VAKANTIEMIJMERINGEN (III)
Zoals het nu lijkt kan ik morgen de combinatie vakantie en studieverlof afsluiten. Dan kan ik vanaf vrijdag nog een week helemaal vakantie houden. Het is goed om tegelijk vakantie en studieverlof te hebben. Dan kun je ook in alle rust na een deel van de dag aan de studie te hebben besteed dat laten bezinken. Dan komen allerlei dingen op andere momenten terug om er echt over na te kunnen denken. Dan ontstaan er heel spontaan ideeën voor preken en voor dingen die je op een of andere manier met anderen wilt delen.

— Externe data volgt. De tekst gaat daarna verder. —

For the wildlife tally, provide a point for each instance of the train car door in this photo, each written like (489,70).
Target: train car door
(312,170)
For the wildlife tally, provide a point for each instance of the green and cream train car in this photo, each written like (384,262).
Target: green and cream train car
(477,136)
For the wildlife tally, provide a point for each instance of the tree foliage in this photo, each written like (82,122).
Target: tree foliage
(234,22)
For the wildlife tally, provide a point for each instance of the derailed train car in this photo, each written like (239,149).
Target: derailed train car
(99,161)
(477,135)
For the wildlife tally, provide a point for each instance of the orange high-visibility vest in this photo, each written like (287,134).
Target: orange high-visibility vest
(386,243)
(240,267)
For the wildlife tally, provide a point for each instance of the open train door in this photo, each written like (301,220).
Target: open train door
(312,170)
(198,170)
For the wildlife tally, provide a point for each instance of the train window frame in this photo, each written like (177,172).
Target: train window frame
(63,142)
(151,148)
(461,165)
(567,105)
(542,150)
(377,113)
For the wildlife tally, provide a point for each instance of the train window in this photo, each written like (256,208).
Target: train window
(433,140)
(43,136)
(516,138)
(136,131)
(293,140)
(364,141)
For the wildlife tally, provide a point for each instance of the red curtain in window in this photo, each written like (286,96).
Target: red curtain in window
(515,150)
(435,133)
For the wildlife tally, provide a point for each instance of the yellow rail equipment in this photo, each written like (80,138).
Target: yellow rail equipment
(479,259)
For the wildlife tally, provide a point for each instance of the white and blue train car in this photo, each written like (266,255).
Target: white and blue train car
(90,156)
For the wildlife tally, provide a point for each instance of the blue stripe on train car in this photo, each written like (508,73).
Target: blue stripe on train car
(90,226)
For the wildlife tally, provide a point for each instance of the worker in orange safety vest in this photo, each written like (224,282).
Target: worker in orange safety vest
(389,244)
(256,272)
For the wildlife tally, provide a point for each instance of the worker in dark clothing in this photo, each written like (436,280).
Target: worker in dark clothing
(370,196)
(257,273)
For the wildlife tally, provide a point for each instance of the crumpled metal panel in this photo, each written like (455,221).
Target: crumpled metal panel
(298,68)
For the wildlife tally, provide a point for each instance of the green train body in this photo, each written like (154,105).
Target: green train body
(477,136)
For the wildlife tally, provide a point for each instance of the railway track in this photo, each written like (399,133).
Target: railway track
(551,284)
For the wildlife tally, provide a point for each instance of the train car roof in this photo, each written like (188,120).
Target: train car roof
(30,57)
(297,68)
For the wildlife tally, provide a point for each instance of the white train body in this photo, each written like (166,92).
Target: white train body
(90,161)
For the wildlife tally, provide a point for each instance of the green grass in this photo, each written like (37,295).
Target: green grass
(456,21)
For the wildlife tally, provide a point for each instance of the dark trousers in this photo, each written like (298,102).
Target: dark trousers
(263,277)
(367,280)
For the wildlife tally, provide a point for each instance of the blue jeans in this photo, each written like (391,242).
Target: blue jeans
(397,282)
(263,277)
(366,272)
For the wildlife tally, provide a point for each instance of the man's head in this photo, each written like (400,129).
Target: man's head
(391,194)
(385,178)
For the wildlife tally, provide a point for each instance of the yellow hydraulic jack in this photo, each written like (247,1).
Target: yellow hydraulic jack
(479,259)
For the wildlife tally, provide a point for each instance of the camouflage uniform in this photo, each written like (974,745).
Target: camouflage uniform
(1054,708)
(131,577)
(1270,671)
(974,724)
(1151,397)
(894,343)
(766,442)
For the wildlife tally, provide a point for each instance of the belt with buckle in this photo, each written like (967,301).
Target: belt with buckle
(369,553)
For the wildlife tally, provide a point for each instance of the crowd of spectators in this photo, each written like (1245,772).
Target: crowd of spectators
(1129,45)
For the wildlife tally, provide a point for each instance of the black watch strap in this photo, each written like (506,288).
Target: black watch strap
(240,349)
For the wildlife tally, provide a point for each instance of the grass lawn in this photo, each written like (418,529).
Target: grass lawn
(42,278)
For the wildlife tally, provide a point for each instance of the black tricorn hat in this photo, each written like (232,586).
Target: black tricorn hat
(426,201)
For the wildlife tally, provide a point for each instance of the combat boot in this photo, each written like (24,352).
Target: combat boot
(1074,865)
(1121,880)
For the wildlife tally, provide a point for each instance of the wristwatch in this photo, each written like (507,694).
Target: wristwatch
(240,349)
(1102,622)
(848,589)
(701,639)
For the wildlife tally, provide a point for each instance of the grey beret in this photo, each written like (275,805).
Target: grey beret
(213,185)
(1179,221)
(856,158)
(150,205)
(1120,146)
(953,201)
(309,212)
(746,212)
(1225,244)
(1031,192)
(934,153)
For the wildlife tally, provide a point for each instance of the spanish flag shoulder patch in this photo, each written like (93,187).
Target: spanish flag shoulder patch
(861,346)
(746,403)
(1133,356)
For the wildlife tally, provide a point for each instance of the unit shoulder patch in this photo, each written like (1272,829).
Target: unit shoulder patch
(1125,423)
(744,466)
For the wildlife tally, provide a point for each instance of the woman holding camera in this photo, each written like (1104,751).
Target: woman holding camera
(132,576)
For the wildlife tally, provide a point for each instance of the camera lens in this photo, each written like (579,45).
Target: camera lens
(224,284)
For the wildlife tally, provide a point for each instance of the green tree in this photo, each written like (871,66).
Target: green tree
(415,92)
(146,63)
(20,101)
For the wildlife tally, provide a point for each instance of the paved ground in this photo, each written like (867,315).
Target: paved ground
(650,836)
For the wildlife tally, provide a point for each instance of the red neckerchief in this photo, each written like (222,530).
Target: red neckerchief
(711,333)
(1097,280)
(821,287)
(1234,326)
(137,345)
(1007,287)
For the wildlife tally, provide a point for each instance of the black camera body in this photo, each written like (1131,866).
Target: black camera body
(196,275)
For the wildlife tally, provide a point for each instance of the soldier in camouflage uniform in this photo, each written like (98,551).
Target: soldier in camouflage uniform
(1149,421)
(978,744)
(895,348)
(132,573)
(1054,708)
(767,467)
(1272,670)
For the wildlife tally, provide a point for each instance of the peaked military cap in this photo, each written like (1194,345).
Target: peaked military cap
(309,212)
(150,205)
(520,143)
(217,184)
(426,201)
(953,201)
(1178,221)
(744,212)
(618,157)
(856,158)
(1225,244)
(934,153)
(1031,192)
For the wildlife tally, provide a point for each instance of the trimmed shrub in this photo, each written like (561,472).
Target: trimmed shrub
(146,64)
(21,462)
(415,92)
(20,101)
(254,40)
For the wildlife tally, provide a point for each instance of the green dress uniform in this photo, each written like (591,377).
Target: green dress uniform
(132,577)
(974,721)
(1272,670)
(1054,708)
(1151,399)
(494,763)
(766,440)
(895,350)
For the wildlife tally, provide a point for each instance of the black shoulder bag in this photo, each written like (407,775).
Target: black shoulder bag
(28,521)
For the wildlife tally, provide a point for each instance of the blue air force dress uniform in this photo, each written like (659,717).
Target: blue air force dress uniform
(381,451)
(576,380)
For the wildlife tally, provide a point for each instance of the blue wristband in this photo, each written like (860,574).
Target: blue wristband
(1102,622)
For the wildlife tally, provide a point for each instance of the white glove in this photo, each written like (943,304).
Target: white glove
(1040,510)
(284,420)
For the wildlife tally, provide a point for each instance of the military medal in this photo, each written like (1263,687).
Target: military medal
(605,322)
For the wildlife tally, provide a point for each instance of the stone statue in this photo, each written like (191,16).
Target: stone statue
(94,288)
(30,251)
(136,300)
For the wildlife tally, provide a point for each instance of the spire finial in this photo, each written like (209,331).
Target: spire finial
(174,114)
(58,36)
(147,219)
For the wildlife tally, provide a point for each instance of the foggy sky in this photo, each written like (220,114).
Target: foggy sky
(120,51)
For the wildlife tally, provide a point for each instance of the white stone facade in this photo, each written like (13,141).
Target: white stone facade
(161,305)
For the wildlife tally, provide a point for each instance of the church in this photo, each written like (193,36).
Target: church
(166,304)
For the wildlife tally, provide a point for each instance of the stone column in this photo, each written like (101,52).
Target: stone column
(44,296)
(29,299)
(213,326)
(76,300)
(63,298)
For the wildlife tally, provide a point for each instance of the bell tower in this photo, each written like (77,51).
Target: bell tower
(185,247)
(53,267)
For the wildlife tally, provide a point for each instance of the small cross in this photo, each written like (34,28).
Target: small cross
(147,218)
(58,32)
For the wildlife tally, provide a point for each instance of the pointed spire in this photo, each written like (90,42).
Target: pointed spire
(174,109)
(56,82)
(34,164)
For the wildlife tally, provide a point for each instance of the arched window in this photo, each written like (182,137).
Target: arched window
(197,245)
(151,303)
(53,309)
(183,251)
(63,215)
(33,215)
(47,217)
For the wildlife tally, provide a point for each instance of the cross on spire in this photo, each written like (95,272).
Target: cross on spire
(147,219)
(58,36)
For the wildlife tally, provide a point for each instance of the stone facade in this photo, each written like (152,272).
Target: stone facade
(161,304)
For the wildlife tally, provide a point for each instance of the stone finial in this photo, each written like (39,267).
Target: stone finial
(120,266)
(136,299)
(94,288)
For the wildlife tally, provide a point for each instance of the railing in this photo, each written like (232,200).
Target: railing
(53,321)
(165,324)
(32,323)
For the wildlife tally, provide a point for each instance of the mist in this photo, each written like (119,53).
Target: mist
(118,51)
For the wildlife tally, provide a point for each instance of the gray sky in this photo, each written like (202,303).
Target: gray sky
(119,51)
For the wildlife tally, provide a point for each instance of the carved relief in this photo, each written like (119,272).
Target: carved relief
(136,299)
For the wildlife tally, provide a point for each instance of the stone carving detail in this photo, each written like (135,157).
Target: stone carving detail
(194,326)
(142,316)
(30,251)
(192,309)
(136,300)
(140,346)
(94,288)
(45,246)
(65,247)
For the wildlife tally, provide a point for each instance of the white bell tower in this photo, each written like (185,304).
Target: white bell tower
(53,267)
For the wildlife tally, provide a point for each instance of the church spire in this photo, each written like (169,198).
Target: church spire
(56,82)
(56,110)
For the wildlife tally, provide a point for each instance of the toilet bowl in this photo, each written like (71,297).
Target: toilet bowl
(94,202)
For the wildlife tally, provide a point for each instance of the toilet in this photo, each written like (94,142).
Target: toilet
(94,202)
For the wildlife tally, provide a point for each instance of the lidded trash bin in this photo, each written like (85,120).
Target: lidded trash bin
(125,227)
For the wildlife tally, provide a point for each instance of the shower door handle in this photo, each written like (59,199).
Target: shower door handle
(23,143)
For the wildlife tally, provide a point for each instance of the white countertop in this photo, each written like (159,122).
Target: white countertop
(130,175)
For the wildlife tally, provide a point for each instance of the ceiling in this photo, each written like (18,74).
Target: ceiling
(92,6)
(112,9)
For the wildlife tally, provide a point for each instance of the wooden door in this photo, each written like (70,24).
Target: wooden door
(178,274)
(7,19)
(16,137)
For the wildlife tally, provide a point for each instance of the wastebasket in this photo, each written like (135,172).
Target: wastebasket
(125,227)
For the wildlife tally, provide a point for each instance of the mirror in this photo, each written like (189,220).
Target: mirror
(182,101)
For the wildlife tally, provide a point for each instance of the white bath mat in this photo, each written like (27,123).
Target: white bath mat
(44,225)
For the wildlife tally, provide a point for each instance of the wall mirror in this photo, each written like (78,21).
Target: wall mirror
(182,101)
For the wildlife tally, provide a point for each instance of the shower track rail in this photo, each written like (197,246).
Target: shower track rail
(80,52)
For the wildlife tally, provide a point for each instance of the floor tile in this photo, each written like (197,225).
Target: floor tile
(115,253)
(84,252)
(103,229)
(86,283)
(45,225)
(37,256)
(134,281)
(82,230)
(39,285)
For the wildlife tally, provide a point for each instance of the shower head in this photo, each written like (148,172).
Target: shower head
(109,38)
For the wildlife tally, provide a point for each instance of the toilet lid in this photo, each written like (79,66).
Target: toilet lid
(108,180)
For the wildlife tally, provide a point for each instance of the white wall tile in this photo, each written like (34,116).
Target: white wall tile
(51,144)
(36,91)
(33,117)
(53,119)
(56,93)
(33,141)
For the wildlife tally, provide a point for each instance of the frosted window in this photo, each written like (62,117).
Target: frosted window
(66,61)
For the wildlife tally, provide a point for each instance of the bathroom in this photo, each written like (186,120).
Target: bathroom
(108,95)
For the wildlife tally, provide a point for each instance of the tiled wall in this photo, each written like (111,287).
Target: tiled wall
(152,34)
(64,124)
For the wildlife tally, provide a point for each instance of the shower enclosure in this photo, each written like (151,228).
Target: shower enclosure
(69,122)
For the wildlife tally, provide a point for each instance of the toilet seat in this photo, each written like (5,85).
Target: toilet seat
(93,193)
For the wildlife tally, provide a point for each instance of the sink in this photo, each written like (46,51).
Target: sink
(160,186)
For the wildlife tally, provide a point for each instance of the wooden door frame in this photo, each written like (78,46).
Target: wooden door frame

Vanuit het studieverlof weet ik nu o.a. al dat ik de komende tijd een aantal preken over Psalm 42 en 43 wil maken. Het is nu goed om nog een week te nemen waarin er niets is wat je nog moet doen.
Ben ik wel leuk?
Een van de populairste dingen in ons leven is vaak de facebookknop: “Vind ik leuk”. Het gaat in ons leven en zeker in onze maatschappij om gevoel. We willen leuk gevonden worden en we willen dingen doen en meemaken die leuk zijn. Het is opvallend dat er op facebook geen knop zit waarmee je kunt laten merken: “Belangrijk”of ‘Moeilijk maar heel goed”. Het ergste wat je kunt overkomen in onze samenleving is dat je niet leuk gevonden wordt. Dat je dingen doet die anderen niet leuk vinden.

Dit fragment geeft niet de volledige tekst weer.